What I wish to ask the millions of people who are wholly comfortable blaming Newsweek for the murderous and animalistic actions of rioting Afghans is, suppose Mr. Bush had given a speech affirming our commitment to achieving democracy or defeating terrorism, and a bunch of people launched into a deadly riot? Suppose Bush had issued, as he so often has, a direct challenge to the assorted evildoers to 'come and get us', so to speak? Would anyone on the right blame Bush for the ensuing carnage? No, and well they shouldn't. I could probably find any number of Bush speeches, were I so inclined, that would qualify as incendiary - to trigger-happy Islamist radicals itching for the least excuse to draw a bloodbath. Dennis Prager asks, and quite correctly, "Did any Buddhists riot and murder when the Taliban Muslims blew up the irreplaceable giant Buddhist statues in Afghanistan?...Did any Christians riot and murder...when all Christian services and even the wearing of a cross were banned in Saudi Arabia?"

Of course not.
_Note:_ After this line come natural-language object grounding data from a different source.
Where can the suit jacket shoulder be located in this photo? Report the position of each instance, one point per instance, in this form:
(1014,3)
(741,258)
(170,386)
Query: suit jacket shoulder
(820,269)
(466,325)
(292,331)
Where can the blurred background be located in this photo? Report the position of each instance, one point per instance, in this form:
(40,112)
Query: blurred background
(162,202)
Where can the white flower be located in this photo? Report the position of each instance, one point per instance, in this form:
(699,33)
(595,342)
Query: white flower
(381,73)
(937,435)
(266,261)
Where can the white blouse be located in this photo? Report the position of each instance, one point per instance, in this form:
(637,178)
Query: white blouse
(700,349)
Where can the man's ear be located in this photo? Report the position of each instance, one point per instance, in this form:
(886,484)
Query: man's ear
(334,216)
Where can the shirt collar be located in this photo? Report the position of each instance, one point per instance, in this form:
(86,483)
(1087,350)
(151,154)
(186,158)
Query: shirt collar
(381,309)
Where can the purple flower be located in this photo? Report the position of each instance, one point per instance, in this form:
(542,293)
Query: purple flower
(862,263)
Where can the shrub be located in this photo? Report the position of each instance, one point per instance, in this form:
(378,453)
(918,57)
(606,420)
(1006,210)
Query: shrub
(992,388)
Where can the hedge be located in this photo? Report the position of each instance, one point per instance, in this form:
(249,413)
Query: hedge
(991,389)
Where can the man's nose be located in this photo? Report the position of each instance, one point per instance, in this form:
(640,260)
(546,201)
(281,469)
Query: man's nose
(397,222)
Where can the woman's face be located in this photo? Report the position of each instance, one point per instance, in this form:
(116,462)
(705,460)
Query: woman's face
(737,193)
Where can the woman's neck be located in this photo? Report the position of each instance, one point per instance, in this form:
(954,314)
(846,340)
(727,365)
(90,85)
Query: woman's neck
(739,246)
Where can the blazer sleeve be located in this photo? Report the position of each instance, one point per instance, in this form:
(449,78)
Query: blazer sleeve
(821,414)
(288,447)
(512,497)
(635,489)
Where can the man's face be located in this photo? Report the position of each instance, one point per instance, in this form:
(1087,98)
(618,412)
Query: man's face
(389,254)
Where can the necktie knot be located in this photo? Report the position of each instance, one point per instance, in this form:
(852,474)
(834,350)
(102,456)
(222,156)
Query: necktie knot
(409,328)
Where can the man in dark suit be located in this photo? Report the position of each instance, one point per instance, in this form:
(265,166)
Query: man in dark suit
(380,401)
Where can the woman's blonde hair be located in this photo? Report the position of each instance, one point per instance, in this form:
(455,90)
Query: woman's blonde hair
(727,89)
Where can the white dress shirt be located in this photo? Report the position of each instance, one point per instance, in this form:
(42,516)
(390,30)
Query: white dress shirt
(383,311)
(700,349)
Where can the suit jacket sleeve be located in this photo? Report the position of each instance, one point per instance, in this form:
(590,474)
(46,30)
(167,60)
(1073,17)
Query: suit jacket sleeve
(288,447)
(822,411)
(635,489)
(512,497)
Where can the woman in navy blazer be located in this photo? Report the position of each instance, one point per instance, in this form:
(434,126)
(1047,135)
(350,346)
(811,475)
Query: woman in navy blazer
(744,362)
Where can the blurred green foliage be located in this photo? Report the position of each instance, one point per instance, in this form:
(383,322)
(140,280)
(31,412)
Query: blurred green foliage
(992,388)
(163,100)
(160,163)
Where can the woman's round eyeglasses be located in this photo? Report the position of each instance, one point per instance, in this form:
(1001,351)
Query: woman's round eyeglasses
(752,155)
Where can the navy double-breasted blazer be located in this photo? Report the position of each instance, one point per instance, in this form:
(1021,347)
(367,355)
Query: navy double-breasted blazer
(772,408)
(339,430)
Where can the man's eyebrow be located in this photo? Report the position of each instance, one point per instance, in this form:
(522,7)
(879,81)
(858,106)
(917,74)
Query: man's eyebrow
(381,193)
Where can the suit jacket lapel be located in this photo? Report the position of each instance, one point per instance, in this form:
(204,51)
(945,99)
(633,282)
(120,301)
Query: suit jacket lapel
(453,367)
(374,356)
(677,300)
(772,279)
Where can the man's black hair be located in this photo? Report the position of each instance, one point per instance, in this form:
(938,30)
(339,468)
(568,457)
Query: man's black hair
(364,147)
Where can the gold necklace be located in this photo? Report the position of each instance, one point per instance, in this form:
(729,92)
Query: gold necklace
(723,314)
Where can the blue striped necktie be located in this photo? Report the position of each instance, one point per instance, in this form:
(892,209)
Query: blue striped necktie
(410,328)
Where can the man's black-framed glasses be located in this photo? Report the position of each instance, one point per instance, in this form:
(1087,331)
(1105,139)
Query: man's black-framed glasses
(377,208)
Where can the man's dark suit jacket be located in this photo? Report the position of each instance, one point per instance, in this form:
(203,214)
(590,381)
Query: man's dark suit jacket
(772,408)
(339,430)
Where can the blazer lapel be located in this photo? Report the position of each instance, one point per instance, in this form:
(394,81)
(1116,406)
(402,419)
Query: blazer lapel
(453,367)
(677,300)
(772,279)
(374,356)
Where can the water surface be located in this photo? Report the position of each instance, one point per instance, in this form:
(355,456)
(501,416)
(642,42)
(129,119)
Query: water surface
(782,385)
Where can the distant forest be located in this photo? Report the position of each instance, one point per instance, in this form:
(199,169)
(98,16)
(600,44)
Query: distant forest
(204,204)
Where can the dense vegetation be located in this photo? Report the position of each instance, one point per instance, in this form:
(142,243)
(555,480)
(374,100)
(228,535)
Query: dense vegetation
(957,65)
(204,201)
And this is the great failure of the fringe but vocal element of the American left that suggests we treat the Islamist enemy as people with legitimate complaints expressing them through legitimate means. In defending Newsweek's decision, liberals are forced to point out the most obvious truism, that no one made the Afghan rioters kill anyone. Yet, this is precisely the perspective lacking from the debate in the left camp, where one routinely is bombarded, for instance, with the fallacy that Palestinians are "forced" to commit suicide bombings. The image of the Koran being flushed down the toilet is, to be sure, a terrible act of disrespect, and can be called incendiary due to its sheer blatantness. However, taste can ony account for so much of the controversy. It is too easy to point to the Newsweek story and find an example of egregious and inflammatory editorial oversight. What is not easy is to come to terms with the fact that when it comes to appalling the sensibilities - and I use the word extremely loosely - of people like tha Afghan rioters, the means of rhetoric is largely arbitrary. Someone who will kill over the perceived desecration of the Koran does not need that Koran to be flushed down the toilet. The existence of the U.S. itself, let alone as a presence in Muslim land, is ammunition enough for these people. In other words, we cannot win by playing nice.

Whether there is anything to be gained by publishing reports such as this one is debatable. There is, of course, the intrinsic value of knowing what is going on. Is this worth seventeen lives? I am not arguing that the article is what cost those lives, but the questiuon must be asked. From a utilitarian standpoint, the article was a poor idea - even if no one had died, the magazine's integrity was terribly compromised - and, if the editor had even the faintest notion of what might ensue, he might have been well advised to do otherwise - not out of pressure but simply out of common sense.

However, the impact of Newsweek's editorial decision pales in comparison to the impact of our decision to be a military presence in the Middle East. I do not suggest that decision is wholly without just cause. What I do suggest is that there is a tremendous amount of sacrifice involved - both for the U.S. war effort, and the efforts of the press, however noble or short-sighted, to keep the government honest. It may be that no good emerges from the Newsweek saga, that we are left to reckon the terrible cost of abstract knowledge that someone, somewhere, may or may not have desecrated a holy book. In instances such as the Abu Ghraib abuses, the great hope is that the free press forces us to reckon the cost of justice - if indeed justice is ever served as a result of the ugly, necessary truth being told.